A pesar de esa falta de sentido, del disparate e insensatez discursivo e ideológico que sufre Occidente, un número importante de su gente y de sus pueblos se resiste a la locura de la imposición de la anormalidad como algo normal. Ahí están como ejemplos, más o menos recientes, los de Estados Unidos, Brasil, Rusia, Hungría e inclusive Filipinas, donde ha surgido una demanda de orden frente a la confusión y anarquía de la corrección política.
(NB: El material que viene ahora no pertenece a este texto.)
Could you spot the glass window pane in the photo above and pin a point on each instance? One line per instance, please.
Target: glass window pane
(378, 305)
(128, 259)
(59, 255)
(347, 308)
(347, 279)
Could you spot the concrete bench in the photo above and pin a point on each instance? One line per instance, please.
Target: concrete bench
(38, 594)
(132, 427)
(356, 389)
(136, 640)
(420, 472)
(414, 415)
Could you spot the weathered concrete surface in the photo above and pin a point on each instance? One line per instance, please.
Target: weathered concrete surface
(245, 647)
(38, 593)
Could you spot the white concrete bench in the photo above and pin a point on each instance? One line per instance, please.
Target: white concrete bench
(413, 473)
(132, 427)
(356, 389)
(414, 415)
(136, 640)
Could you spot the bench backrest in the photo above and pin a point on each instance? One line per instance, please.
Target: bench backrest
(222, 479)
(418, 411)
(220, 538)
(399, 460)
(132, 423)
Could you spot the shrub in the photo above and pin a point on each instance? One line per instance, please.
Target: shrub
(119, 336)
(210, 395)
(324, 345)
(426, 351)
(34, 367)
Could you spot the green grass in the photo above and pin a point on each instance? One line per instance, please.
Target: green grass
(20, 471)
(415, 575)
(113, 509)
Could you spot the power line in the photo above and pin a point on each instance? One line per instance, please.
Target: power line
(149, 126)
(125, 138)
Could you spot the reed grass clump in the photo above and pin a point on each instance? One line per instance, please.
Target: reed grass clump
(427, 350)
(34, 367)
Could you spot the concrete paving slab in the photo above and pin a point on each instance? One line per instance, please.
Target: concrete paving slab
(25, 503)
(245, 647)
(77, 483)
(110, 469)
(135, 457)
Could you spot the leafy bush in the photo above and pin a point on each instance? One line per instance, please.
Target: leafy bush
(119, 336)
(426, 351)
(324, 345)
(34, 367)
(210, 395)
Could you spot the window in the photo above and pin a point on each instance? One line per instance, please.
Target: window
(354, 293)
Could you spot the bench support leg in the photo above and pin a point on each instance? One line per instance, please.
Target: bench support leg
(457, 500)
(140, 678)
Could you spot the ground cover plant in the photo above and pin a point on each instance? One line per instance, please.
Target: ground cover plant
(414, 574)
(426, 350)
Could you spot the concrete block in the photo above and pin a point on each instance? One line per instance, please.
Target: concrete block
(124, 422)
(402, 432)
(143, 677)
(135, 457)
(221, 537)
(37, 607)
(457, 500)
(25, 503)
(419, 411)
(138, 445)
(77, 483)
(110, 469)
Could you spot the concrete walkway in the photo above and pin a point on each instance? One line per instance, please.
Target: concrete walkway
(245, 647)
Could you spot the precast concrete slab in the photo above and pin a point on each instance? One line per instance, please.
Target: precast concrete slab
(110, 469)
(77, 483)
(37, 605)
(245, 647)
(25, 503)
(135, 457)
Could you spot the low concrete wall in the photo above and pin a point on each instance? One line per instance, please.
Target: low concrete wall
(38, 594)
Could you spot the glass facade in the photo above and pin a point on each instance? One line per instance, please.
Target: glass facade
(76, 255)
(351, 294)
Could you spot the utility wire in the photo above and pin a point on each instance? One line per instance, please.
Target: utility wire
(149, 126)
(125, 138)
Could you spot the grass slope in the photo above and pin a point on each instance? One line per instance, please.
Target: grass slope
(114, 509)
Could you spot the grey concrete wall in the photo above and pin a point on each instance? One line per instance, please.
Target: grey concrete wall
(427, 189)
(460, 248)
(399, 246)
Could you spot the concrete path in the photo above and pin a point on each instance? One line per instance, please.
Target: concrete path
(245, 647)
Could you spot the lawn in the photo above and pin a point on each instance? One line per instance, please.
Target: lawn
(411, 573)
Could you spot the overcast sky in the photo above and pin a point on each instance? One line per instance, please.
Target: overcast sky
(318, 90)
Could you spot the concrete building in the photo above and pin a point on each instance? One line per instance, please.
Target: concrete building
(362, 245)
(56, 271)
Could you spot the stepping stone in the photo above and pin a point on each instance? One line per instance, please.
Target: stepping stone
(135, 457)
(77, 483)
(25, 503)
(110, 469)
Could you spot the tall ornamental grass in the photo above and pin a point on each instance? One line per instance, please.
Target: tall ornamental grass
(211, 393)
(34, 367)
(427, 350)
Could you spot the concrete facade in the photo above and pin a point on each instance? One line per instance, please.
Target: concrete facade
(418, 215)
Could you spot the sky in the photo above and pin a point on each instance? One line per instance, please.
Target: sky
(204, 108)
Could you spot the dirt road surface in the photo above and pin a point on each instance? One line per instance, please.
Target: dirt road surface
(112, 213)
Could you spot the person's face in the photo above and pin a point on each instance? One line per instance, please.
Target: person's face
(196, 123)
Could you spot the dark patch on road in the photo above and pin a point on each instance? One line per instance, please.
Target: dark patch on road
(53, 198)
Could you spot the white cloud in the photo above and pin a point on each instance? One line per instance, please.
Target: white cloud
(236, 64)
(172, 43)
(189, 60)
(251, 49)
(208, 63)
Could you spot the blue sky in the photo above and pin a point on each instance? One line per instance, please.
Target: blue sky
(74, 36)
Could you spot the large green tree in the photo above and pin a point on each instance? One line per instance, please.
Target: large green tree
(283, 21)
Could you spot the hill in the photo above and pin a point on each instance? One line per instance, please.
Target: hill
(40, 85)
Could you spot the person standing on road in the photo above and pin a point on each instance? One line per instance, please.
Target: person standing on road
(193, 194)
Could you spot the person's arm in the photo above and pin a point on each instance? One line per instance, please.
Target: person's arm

Lo importante tal vez sea lo más simple y eso pasa por volver a poner la vida del “hombre común” en su sitio. Sin normas ni ordenamiento no puede restablecerse ni la libertad de los pueblos ni la de las personas. Y no me refiero con ello a un orden autoritario o un régimen policial reaccionario que pretende lo imposible, como una vuelta a un pasado esclerótico, inmóvil muerto y momificado, sino la recuperación de un “orden natural” que se encuentra en los orígenes, que pervive, se transmite y guie el presente para avanzar hacia el futuro. Y esa es la demanda urgente de una sociedad que ha quedado huérfana de referentes en un mundo sin rostro ni lugar, reclamada, sobre todo, por parte de las clases más indefensas y necesitadas.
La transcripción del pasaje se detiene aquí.